Z opóźnieniem umieszczamy fragment zapisków z odcinka Wyspy Owcze – Stavanger, który był ostatnim odcinkiem Kaczki w naszym islandzkim wyzwaniu.

W Stavanger do załogi dołączyła Sofi czyli Zosia Bocheńska, a tym czasem z pamiętniczka Kaczki:

20-21.06.2014 Pobite gary!
Dochodzę ostatnio do wniosku, że nasz rejs (a może po prostu żeglarstwo?) to zwykła zabawa w podchody. Albo uciekamy, albo gonimy, albo się chowamy…

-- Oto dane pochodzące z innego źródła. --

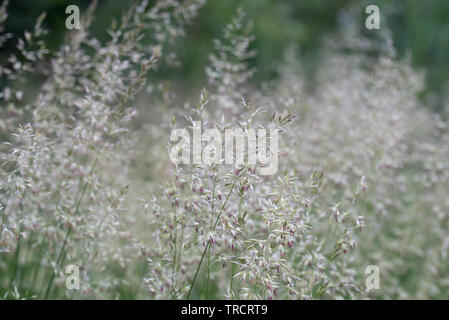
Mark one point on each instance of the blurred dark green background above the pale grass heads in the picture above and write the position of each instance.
(419, 28)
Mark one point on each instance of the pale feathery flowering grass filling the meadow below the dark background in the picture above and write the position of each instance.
(86, 177)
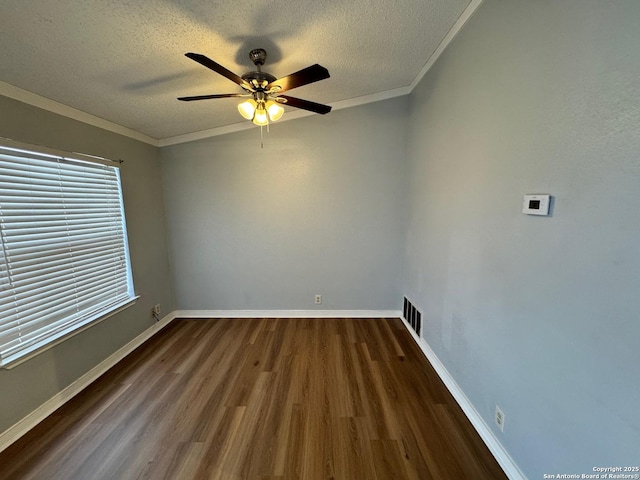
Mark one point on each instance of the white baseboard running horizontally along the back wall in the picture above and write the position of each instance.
(288, 314)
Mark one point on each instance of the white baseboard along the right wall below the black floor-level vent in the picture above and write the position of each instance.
(493, 444)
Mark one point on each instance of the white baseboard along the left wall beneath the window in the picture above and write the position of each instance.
(43, 411)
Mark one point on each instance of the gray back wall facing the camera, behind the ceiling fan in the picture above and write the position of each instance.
(318, 210)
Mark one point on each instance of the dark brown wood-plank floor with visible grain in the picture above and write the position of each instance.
(308, 399)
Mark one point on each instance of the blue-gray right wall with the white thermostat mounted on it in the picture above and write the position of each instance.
(538, 315)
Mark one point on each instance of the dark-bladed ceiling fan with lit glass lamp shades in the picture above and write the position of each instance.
(263, 89)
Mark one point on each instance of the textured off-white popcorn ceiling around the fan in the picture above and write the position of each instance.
(123, 60)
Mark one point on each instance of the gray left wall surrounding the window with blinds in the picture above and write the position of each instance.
(32, 383)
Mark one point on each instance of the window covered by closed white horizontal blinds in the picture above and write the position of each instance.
(64, 260)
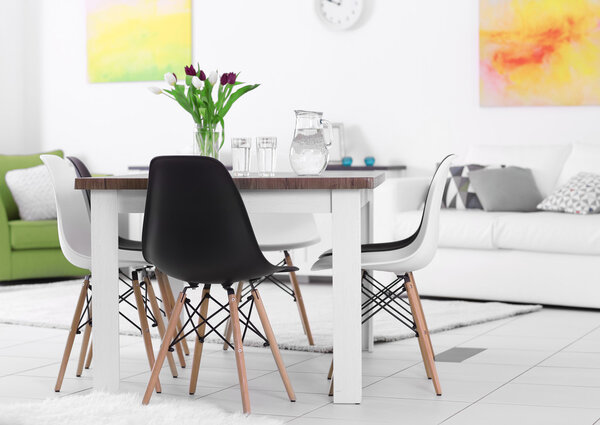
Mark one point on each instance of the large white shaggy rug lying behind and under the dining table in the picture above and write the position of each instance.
(52, 305)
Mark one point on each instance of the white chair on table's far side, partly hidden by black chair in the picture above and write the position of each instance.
(282, 233)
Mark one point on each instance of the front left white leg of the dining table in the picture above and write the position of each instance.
(105, 290)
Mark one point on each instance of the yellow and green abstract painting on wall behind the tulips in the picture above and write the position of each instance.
(137, 40)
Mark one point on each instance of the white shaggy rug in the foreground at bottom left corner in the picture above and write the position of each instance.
(122, 409)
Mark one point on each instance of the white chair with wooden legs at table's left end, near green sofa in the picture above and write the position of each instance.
(74, 233)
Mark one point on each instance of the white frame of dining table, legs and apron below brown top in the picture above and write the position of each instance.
(351, 211)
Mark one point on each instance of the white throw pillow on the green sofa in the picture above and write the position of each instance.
(33, 193)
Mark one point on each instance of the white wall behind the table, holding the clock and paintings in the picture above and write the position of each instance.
(405, 83)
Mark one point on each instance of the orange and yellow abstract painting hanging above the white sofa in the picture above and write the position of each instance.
(539, 52)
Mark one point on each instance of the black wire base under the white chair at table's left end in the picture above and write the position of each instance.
(86, 317)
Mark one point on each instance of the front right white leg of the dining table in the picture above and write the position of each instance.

Płynąc, właściwie bez przerwy się spieszymy – byle zdążyć na prąd, na dobry wiatr, byle zdążyć uciec przed sztormem, byle się zabrać z niżem/wyżem, byle minąć wyspy przed odkrętką, byle dopłynąć przed flautą. No właśnie – wyjątkiem są tylko flauty. To znaczy wciąż się spieszymy, ale i tak musimy cierpliwie swoje odczekać. Jak stracona kolejka albo ten moment, kiedy grając w berka – czarodzieja, zostaje się dotkniętym, a nikt jeszcze nie przeszedł nam między nogami. Ciągle próbujemy oszukać pogodę, wykorzystać ją maksymalnie, tak samo pływy i prądy. Liczymy, kombinujemy, rysujemy po mapach i GNAMY ile sił. Pewnie, że gdyby nie goniły nas terminy w Polsce (i mój samolot), byłoby trochę inaczej, ale mimo wszystko mam wrażenie, że żegluga w tym rejonie to jak nieustanne toczenie gry.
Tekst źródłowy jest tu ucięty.